For building muscle or just getting a good healthy dose of animal protein, you can’t do much better than a large slab of brisket. Beef brisket is a tougher cut of meat from the lower breast of the cow. Unlike more tender cuts of steak that can be grilled, a brisket is best when applied to a low heat for an extended period of time so it can tenderize. One of the most popular methods for cooking up a brisket is to smoke it. Gant over at 70’s Big has a good post and video of a simple recipe and all the steps to completion for smoking a brisket. Another easy way to prepare brisket is pot roast style, where you toss the meat in with some vegetables, spices, and a bottle of red wine for about 5-7 hours. Since we don’t have a smoker yet at our house, I elected to have a go at slow roasting it in the oven. First, I needed to find a good slab to cook.

In order to stay as local as possible with my meat source, I went down to the local farmer’s market, where Marin Sun Farms has a booth every Saturday. Their beef is very high quality and 100% grass fed. At the market, I picked up this nice 5lb cut.


I tried to find a cut with a decent amount of fat as you can see from the picture. Saturated animal fat is as natural for us to eat as the meat itself, so don’t let it scare you away. Also, the fat helps to lock in a lot of flavor if you cook the brisket fat side up. To prepare the meat, I used the following ingredients as a marinade: olive oil, cayenne pepper, cinnamon sugar, fresh ground black pepper, and garlic salt. I was originally going to buy a dry rub at the store, but most of the ones I found had various artificial additives, so I just bought the base ingredients for a rub instead.  In a perfect world, I would have used butter, coconut oil, or lard rather than olive oil but I didn’t have any on hand.

I screwed up at the store. Buy extra virgin and not regular olive oil.

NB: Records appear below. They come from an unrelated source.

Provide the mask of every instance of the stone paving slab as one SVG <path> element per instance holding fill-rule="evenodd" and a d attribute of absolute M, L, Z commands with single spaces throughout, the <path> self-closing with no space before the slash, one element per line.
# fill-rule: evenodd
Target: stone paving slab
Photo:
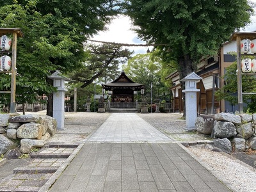
<path fill-rule="evenodd" d="M 49 191 L 230 191 L 180 145 L 85 143 Z"/>
<path fill-rule="evenodd" d="M 172 140 L 136 113 L 112 113 L 88 142 L 166 141 Z"/>

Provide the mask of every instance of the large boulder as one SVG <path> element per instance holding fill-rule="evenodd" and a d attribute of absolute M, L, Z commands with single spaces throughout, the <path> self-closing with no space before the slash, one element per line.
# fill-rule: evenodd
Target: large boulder
<path fill-rule="evenodd" d="M 249 147 L 250 148 L 256 150 L 256 136 L 249 139 Z"/>
<path fill-rule="evenodd" d="M 234 151 L 237 152 L 244 152 L 246 149 L 245 140 L 243 138 L 234 138 L 232 141 L 234 146 Z"/>
<path fill-rule="evenodd" d="M 232 113 L 217 113 L 214 115 L 214 119 L 217 121 L 229 122 L 234 124 L 240 124 L 241 123 L 241 116 L 238 115 L 234 115 Z"/>
<path fill-rule="evenodd" d="M 9 123 L 8 128 L 9 129 L 18 129 L 21 126 L 20 123 Z"/>
<path fill-rule="evenodd" d="M 42 124 L 26 124 L 17 130 L 17 136 L 21 139 L 40 140 L 43 136 L 44 127 Z"/>
<path fill-rule="evenodd" d="M 252 123 L 246 123 L 244 124 L 237 125 L 236 130 L 237 133 L 242 136 L 246 140 L 250 138 L 253 135 Z"/>
<path fill-rule="evenodd" d="M 41 117 L 42 122 L 42 124 L 45 127 L 43 134 L 45 134 L 45 132 L 47 132 L 51 136 L 54 136 L 57 131 L 56 120 L 48 115 L 42 115 Z"/>
<path fill-rule="evenodd" d="M 3 127 L 0 127 L 0 134 L 5 133 L 5 129 Z"/>
<path fill-rule="evenodd" d="M 42 118 L 36 114 L 28 114 L 19 116 L 10 116 L 9 118 L 10 123 L 31 123 L 40 124 Z"/>
<path fill-rule="evenodd" d="M 211 135 L 214 122 L 214 120 L 212 116 L 202 115 L 196 118 L 195 125 L 198 132 Z"/>
<path fill-rule="evenodd" d="M 20 150 L 22 154 L 28 154 L 31 149 L 43 147 L 45 144 L 45 141 L 23 139 L 20 140 Z"/>
<path fill-rule="evenodd" d="M 243 123 L 252 122 L 252 115 L 243 113 L 243 114 L 240 114 L 239 116 L 241 116 Z"/>
<path fill-rule="evenodd" d="M 17 140 L 17 129 L 7 129 L 6 136 L 10 140 Z"/>
<path fill-rule="evenodd" d="M 0 154 L 4 154 L 13 147 L 14 143 L 3 134 L 0 134 Z"/>
<path fill-rule="evenodd" d="M 227 154 L 230 154 L 232 152 L 231 142 L 227 138 L 214 140 L 213 145 Z"/>
<path fill-rule="evenodd" d="M 0 114 L 0 127 L 7 127 L 9 124 L 9 114 Z"/>
<path fill-rule="evenodd" d="M 256 114 L 252 115 L 252 121 L 255 125 L 256 125 Z"/>
<path fill-rule="evenodd" d="M 231 122 L 217 122 L 214 136 L 217 138 L 229 138 L 237 135 L 236 126 Z"/>

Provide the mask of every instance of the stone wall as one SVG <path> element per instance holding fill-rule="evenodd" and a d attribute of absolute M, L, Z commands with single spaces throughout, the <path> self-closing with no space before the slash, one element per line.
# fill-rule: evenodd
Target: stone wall
<path fill-rule="evenodd" d="M 211 135 L 214 147 L 225 152 L 256 150 L 256 114 L 203 115 L 196 118 L 195 125 L 198 132 Z"/>
<path fill-rule="evenodd" d="M 0 114 L 0 155 L 17 147 L 22 154 L 42 147 L 56 133 L 56 125 L 47 115 Z"/>

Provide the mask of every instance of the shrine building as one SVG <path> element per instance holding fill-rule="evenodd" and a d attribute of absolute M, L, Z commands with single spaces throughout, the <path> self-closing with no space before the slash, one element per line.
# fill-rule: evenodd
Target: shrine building
<path fill-rule="evenodd" d="M 143 88 L 143 84 L 133 82 L 124 71 L 116 79 L 102 86 L 111 95 L 111 108 L 135 108 L 134 95 Z"/>

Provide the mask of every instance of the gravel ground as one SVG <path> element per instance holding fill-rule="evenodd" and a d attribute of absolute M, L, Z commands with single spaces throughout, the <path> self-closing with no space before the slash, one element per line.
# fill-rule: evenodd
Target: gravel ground
<path fill-rule="evenodd" d="M 39 114 L 45 114 L 45 111 Z M 187 132 L 186 121 L 182 115 L 173 113 L 137 113 L 141 118 L 163 132 L 175 141 L 211 140 L 196 132 Z M 65 113 L 65 129 L 58 131 L 48 142 L 74 143 L 82 142 L 99 128 L 110 113 Z M 220 180 L 233 191 L 256 191 L 256 169 L 225 153 L 211 151 L 209 145 L 198 145 L 184 147 L 188 153 L 197 159 Z"/>
<path fill-rule="evenodd" d="M 196 133 L 184 131 L 186 121 L 180 115 L 172 113 L 138 114 L 143 119 L 177 141 L 211 140 Z M 210 145 L 197 145 L 185 149 L 205 166 L 212 175 L 233 191 L 256 191 L 256 169 L 234 157 L 211 151 Z"/>

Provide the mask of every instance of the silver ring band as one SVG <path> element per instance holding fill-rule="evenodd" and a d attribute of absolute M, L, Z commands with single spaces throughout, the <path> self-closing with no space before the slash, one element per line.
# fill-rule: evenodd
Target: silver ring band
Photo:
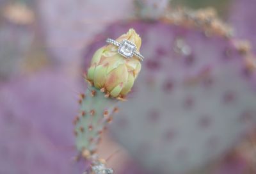
<path fill-rule="evenodd" d="M 136 52 L 136 45 L 127 40 L 124 40 L 120 43 L 108 38 L 106 42 L 118 47 L 118 52 L 127 59 L 131 59 L 133 56 L 137 57 L 141 61 L 143 61 L 144 57 L 138 52 Z"/>

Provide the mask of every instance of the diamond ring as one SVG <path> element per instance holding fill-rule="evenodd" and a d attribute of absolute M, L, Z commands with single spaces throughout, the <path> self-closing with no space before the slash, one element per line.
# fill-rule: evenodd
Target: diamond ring
<path fill-rule="evenodd" d="M 108 38 L 106 40 L 108 44 L 112 44 L 118 47 L 117 52 L 127 59 L 131 59 L 134 56 L 136 56 L 141 61 L 144 57 L 138 52 L 136 52 L 137 47 L 133 43 L 127 40 L 124 40 L 119 43 L 115 40 Z"/>

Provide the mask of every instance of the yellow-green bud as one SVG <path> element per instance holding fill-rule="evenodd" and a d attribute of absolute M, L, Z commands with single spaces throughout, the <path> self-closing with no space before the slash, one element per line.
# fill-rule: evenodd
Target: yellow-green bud
<path fill-rule="evenodd" d="M 121 42 L 123 40 L 134 44 L 140 51 L 141 39 L 133 29 L 116 40 Z M 132 88 L 141 65 L 136 57 L 125 58 L 117 50 L 116 46 L 111 44 L 97 50 L 88 70 L 87 80 L 97 88 L 104 88 L 113 97 L 123 97 Z"/>

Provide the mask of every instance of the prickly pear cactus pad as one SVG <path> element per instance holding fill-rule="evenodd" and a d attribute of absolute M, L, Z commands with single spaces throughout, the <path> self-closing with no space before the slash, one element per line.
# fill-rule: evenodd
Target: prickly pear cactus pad
<path fill-rule="evenodd" d="M 111 130 L 139 164 L 153 173 L 197 171 L 255 126 L 255 59 L 214 10 L 116 22 L 86 56 L 131 27 L 142 36 L 145 67 Z"/>
<path fill-rule="evenodd" d="M 136 51 L 140 51 L 141 40 L 134 29 L 130 29 L 116 42 L 121 43 L 123 40 L 131 42 L 136 46 Z M 108 44 L 95 52 L 85 77 L 90 86 L 81 94 L 80 111 L 74 120 L 78 159 L 92 161 L 89 173 L 113 173 L 111 169 L 106 168 L 104 160 L 96 155 L 97 145 L 107 123 L 118 111 L 116 103 L 125 99 L 141 70 L 139 59 L 136 56 L 126 58 L 118 49 L 116 45 Z"/>
<path fill-rule="evenodd" d="M 230 14 L 230 22 L 235 28 L 236 35 L 252 42 L 252 50 L 256 52 L 256 1 L 232 1 Z"/>

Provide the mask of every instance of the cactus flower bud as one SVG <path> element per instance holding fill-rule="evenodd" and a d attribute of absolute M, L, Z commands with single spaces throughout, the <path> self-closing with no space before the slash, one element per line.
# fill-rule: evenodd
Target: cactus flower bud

I find the amount of each ingredient is pretty immaterial. Some people obsess over getting very specific with cooking measurements, but I typically just eyeball it. To marinate, I first coated one side of the meat with olive oil, then added a healthy dose of the dry ingredients. The olive oil helps the dry stuff stick and makes it easier to rub into the meat. Be sure to really rub it in. Your hands should be covered in oil if you do it right. Repeat on the other side of the meat. Here’s how it looks after applying the marinade before going in the fridge.

Fully rubbed

Leave the brisket in the fridge overnight then cook the next day. On cooking day, apply another layer of the marinade/rub to the meat to give it additional flavor. Since brisket is a tough meat and needs to be cooked slowly, I set the oven to only 240 degrees. A good rule of thumb is about an hour or hour and a half of cooking time per pound at that temperature. I checked up on it periodically and finally took it out after 6 hours in the oven.

All together, a medium fat 5lb brisket provides about 400 grams of protein and 5680 calories.

If anything, it was a tad overdone, but still very tender. This might be a function of having to cook it in an oven rather than on a more indirect heat source like a smoker. Nonetheless, since brisket is so tender and flavorful, it’s the perfect meat to store in tupperware and eat over the course of a few days. It’s good by itself or with side dishes, good hot or good cold. Enjoy!